In this A level Business revision video, we complete our look at investment appraisal by learning about the Net Present Value method of investment appraisal. Some exam boards may refer to this method as the 'discounted cash flow' method.
Investment appraisal is a crucial topic on the new AQA A level Business exam, the new edexcel Business specification and the new OCR Business A level.
You can see our video on the payback method of investment herehttps://www.youtube.com/watch?v=teg0avCfFfI
You can see our ARR video here https://www.youtube.com/watch?v=rZgaogeoynU&t=7s
A level Business Studies Revision from Taking The Biz.
See more of our videos: http://www.youtube.com/c/TakingTheBiz

Views: 8987
TakingTheBiz

Due to differences in the scale, timing, and riskiness of projects, we cannot simply compare the IRRs (incremental rates of return) of two projects. However, we can compute the incremental cash flows of choosing one project versus the other and compute an incremental IRR for these cash flows. This incremental IRR can then be compared to the discount rate to determine which project is more profitable. That being said, the incremental IRR is problematic when some of the negative cash flows do not precede the positive cash flows. Furthermore, the incremental IRR tells us which project is more profitable but it does not tell us whether each of the projects has a positive NPV on a stand-alone basis. And, if the projects have different costs of capital, then we have the additional problem of not knowing the cost of capital to which we should be comparing the incremental IRR.
Edspira is your source for business and financial education.
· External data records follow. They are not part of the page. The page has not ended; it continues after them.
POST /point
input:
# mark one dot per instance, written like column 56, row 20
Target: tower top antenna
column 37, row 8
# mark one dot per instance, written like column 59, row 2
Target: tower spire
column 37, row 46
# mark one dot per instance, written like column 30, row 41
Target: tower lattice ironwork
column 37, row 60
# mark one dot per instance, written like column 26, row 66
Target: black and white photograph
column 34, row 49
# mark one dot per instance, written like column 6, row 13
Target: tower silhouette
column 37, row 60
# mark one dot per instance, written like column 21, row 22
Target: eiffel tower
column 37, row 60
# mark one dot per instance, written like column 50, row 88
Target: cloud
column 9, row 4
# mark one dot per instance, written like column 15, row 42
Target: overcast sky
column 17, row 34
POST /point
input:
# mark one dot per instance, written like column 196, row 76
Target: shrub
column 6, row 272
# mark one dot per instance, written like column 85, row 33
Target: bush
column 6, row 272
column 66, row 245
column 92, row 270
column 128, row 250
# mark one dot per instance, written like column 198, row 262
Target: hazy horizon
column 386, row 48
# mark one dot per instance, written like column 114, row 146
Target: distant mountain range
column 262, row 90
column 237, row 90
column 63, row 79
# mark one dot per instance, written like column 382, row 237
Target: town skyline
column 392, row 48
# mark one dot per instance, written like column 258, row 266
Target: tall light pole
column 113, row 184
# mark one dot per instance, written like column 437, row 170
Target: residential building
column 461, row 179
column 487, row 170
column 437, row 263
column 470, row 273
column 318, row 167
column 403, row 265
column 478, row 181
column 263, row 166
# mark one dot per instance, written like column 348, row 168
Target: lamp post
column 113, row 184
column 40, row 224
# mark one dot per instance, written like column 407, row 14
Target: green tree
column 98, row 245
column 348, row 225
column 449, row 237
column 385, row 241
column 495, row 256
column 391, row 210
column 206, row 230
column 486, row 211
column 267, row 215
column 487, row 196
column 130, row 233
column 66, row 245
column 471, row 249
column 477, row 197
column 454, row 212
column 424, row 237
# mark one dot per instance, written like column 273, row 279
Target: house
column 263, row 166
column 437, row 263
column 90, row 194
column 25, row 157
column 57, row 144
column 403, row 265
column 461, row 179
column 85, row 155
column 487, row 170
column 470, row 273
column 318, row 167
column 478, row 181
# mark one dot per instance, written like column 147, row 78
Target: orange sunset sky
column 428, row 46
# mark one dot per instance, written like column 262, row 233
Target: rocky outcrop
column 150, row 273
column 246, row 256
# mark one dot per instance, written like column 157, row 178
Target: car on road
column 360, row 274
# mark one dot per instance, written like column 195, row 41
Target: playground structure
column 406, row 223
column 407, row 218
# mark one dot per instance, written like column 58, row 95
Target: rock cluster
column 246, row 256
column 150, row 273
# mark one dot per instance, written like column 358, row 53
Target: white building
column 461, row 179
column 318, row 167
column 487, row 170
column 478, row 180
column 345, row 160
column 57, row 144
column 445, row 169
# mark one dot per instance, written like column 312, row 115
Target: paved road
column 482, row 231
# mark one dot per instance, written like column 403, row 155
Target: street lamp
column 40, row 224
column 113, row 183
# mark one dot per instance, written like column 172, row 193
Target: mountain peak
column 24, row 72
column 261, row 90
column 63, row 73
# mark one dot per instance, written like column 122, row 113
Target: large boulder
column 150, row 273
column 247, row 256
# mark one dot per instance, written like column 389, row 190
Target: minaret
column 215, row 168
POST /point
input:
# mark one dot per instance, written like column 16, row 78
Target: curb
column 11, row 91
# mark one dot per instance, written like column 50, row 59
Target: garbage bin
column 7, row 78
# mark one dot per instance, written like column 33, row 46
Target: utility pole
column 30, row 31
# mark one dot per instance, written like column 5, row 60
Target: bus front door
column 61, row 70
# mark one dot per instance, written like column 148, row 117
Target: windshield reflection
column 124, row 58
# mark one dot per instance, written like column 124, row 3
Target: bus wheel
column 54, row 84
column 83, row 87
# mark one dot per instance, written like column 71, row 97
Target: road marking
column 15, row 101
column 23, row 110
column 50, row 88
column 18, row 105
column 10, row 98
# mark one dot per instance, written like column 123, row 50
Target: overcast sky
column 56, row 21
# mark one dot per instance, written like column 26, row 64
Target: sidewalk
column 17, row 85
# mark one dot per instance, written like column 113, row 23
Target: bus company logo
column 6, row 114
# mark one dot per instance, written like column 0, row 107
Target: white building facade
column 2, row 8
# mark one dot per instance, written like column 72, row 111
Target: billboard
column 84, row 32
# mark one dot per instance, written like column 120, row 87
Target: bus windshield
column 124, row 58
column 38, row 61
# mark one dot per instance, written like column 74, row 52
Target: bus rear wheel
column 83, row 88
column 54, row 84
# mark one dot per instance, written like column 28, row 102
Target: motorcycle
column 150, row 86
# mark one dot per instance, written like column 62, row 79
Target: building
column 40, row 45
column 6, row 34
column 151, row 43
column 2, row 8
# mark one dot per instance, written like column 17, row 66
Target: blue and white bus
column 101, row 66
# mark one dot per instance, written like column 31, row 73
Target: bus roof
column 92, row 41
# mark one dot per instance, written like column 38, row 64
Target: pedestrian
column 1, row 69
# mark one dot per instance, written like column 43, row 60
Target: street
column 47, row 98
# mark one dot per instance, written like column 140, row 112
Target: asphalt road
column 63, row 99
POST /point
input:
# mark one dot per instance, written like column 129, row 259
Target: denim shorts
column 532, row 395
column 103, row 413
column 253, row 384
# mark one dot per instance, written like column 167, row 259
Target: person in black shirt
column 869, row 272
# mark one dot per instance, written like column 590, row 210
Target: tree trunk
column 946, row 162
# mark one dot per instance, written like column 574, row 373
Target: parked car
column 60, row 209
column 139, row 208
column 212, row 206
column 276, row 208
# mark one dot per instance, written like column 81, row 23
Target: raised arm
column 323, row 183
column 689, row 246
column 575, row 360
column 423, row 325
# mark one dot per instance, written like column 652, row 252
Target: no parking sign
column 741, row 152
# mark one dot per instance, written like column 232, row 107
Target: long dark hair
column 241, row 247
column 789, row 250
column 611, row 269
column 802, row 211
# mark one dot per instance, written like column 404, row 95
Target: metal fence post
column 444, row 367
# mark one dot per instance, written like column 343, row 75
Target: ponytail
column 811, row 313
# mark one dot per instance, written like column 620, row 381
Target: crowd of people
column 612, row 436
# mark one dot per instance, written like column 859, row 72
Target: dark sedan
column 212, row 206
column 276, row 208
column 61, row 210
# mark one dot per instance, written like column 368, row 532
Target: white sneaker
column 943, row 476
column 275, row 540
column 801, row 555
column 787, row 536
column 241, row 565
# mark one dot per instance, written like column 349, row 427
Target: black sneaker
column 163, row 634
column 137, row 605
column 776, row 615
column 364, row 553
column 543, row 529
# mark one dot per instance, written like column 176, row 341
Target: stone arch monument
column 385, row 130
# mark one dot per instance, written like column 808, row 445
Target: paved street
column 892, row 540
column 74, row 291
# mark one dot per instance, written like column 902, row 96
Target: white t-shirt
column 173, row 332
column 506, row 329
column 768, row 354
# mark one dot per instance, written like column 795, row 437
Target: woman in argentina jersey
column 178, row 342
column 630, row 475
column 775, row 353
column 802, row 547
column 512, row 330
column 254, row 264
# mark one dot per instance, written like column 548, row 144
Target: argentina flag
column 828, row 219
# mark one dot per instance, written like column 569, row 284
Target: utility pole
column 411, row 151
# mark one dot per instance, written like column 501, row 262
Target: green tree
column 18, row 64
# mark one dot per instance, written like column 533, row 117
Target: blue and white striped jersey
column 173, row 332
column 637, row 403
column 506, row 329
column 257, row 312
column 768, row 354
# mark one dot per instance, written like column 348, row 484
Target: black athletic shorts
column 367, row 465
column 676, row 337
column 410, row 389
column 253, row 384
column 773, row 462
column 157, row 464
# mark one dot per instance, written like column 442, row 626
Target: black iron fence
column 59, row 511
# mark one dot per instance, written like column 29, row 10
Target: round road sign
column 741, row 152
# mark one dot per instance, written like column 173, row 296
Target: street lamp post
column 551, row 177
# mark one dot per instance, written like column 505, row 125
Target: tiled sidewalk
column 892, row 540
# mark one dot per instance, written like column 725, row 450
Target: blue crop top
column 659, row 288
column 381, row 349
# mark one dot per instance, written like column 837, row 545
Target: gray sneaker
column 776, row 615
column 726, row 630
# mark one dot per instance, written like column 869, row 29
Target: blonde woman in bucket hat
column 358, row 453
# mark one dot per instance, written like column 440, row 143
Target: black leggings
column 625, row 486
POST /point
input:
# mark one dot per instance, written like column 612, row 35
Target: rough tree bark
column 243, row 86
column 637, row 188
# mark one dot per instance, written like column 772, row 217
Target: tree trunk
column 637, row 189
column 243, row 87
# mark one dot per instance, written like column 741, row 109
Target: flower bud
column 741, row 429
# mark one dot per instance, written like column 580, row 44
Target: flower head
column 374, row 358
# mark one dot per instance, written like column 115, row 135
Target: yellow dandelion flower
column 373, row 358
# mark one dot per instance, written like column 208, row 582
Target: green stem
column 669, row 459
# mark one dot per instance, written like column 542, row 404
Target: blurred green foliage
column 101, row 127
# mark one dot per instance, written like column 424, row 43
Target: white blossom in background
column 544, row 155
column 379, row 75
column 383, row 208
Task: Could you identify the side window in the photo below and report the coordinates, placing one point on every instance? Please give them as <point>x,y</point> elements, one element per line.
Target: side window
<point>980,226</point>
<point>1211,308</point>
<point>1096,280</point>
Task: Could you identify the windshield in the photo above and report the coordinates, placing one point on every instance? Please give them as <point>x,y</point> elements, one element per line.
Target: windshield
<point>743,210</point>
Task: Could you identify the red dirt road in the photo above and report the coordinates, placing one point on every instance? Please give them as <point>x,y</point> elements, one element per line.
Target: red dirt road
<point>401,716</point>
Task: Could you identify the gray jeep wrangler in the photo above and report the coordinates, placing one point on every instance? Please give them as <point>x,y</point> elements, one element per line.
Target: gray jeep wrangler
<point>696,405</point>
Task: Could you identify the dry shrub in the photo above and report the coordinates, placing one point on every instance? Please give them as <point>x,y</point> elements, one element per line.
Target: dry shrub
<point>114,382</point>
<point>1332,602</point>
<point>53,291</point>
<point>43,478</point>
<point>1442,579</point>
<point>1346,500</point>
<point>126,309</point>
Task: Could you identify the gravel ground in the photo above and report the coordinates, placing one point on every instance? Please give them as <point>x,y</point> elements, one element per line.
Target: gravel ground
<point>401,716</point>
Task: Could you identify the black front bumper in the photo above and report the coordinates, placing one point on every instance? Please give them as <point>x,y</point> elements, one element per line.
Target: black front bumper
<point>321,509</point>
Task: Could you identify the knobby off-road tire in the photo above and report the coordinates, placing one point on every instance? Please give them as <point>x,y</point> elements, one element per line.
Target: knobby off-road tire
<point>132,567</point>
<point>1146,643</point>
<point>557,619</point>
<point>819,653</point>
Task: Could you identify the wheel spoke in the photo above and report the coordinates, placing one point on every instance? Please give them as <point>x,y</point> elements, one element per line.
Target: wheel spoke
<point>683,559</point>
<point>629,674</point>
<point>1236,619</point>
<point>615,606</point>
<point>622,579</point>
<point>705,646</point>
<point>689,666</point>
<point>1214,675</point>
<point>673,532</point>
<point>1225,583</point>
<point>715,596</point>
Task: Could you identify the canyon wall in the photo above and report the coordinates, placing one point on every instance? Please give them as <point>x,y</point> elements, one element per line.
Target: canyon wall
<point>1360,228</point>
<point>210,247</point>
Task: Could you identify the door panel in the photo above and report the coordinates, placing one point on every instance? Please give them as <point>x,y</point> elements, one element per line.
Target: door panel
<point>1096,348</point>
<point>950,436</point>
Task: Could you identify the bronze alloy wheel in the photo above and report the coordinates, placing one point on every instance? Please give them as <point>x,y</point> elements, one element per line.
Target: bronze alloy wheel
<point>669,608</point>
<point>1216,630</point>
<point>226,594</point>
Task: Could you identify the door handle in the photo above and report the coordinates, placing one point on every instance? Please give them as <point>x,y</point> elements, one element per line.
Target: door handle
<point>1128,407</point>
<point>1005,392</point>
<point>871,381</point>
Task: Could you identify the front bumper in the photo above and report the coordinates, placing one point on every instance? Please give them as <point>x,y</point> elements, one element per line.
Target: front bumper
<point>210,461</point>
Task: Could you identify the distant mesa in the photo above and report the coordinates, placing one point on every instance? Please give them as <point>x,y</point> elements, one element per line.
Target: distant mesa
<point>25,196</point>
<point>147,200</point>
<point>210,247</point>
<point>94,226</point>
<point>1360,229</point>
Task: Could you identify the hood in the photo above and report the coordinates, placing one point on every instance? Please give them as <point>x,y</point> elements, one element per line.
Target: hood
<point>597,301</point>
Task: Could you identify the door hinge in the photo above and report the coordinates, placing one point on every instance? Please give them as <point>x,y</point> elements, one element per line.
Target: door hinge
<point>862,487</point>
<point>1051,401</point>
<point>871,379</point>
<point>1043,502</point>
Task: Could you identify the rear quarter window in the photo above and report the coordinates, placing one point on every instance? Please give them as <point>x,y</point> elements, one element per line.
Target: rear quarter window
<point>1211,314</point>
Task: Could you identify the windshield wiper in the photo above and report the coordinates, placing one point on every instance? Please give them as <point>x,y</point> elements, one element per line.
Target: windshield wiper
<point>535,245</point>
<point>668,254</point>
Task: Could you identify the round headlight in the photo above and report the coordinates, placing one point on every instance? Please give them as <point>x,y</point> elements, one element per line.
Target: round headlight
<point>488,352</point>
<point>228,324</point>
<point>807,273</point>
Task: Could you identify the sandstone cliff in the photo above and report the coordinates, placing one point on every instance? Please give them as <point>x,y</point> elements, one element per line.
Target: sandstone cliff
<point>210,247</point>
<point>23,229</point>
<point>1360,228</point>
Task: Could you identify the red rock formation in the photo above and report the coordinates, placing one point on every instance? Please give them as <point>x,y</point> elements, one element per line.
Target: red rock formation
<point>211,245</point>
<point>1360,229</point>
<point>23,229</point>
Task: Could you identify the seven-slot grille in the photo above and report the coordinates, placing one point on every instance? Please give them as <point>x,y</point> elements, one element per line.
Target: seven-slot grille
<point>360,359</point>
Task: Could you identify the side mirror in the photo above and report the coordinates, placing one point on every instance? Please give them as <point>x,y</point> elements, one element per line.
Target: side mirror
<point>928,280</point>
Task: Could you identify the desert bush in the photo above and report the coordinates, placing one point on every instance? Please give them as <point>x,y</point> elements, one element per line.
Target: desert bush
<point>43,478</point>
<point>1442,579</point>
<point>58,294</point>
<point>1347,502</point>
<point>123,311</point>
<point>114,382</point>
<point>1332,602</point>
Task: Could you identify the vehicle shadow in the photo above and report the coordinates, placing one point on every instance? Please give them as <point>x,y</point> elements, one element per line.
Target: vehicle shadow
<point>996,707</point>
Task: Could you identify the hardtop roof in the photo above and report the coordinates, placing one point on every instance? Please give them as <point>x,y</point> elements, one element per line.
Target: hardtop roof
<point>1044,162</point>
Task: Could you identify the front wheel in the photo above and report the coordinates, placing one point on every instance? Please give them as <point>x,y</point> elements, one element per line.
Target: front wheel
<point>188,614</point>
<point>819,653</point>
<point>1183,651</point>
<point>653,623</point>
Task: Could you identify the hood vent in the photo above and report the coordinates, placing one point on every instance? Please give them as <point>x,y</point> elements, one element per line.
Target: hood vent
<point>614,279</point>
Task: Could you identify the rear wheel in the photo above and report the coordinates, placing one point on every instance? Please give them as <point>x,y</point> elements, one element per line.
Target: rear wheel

To view the entire video library for free, visit http://www.Edspira.com
To like us on Facebook, visit https://www.facebook.com/Edspira
Edspira is the creation of Michael McLaughlin, who went from teenage homelessness to a PhD. The goal of Michael's life is to increase access to education so all people can achieve their dreams. To learn more about Michael's story, visit http://www.MichaelMcLaughlin.com
To follow Michael on Facebook, visit
https://facebook.com/Prof.Michael.McLaughlin
To follow Michael on Twitter, visit
https://twitter.com/Prof_McLaughlin

Views: 53295
Edspira

© 2018 How to start mobile phone business

Divide and Conquer. This is another area that is very industry-dependent, but it is highly unlikely that any company can afford to have an entire contract team devoted to managing one portfolio. More than likely, it is more realistic to divvy up the team and the contracts so that there is a leader for each relevant sphere. The entire team will obviously have to coordinate and communicate, but resources must be allocated in the most efficient manner possible. In turn, this will allow for several individuals to keep an eye on a smaller batch of contracts, thereby facilitating those periodic reviews. Outsource the Tedium to Technology.